EL TIESO

Nuestro vehículo corre por la carretera. Las pupilas de sus faros intentan divisar la meta en medio de la oscuridad. Sí, la meta ya está cerca: Jeziorany, 20 km. Media hora más y el viaje se habrá acabado. El vehículo quiere alcanzarla, pero corre cada vez más cansado: el viejo trasto no aguanta rutas largas.

En el fondo del camión descansa un ataúd.

La negra caja está rodeada por unos ángeles cegatos. Lo peor son las curvas: la caja se desplaza y podría aplastar las piernas a los que van sentados en los laterales.

Ahora, la carretera se quiebra y vuelve a quebrarse en curvas cerradas en su camino cuesta arriba. El motor aúlla varios tonos más alto que de costumbre, luego le da el hipo, se atraganta y se apaga. Otra avería. De la cabina baja una figura embadurnada. Es Zieja, el conductor. Se mete a rastras bajo el camión en busca de la pieza estropeada. Desde su escondite desacredita a este mundo loco. Escupe cuando la grasa recalentada le gotea sobre la cara. Finalmente, reaparece en medio de la carretera para sacudirse el polvo y decir:

—Nada que hacer. No arrancará. Podéis fumar.

Qué fumar ni qué ocho cuartos. ¡Nos dan ganas de llorar!

Hace apenas dos días había llegado yo a Silesia, a la mina Alexandra Maria. El tema que se me había encargado exigía una conversación con el director de la residencia de obreros. Lo localicé en su despacho cuando explicaba algo a seis mocetones a cual más gigantesco. Agucé el oído.

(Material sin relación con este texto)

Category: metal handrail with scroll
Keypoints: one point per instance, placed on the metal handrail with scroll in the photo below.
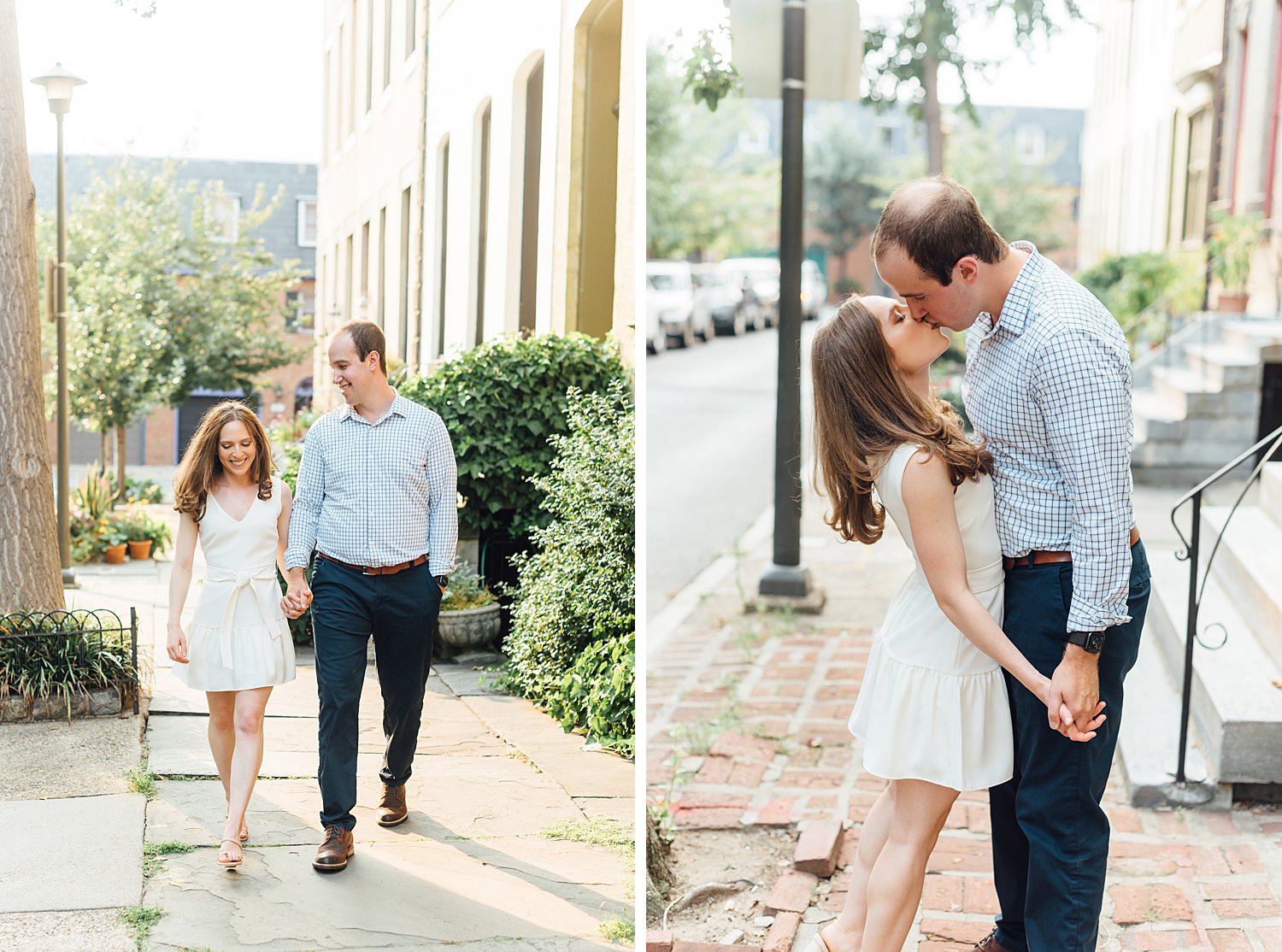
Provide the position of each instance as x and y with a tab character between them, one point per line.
1181	790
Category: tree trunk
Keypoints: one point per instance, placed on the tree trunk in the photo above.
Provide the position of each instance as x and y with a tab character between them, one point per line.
120	464
30	564
931	115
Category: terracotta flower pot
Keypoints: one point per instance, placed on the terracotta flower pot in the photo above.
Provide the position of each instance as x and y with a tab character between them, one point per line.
1231	304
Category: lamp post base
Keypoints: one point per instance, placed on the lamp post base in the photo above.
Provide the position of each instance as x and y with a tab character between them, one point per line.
789	580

El asunto era el siguiente:

Durante una explosión controlada, un inmenso bloque de carbón se había desplomado sobre un minero. Su cuerpo había sido rescatado, pero hecho un amasijo de carne. Nadie conocía bien al muerto. Llevaba trabajando en la mina apenas dos semanas. Se ha consultado la ficha con sus datos personales. Nombre y apellido: Stefan Kanik; edad: dieciocho años. El padre vive en Jeziorany, Mazuria. La dirección ha llamado por teléfono al ayuntamiento de la localidad. Por él ha sabido que el padre está paralítico, así que no puede acudir al entierro. Las autoridades de Jeziorany piden un favor: ¿No se podría transportar el cuerpo hasta su pueblo? La dirección de la mina accede, proporciona un vehículo y encarga al jefe de la residencia de obreros que encuentre a seis hombres que acompañen el ataúd.

Son estos seis.

Cinco dicen que sí, el sexto que no: no quiere perder parte del sueldo. Falta uno para completar la comitiva. ¿Puedo ir yo? El director menea la cabeza: ¿El señor redactor en el papel de portador de ataúdes? ¡Rayos y truenos!, ¡menuda historia!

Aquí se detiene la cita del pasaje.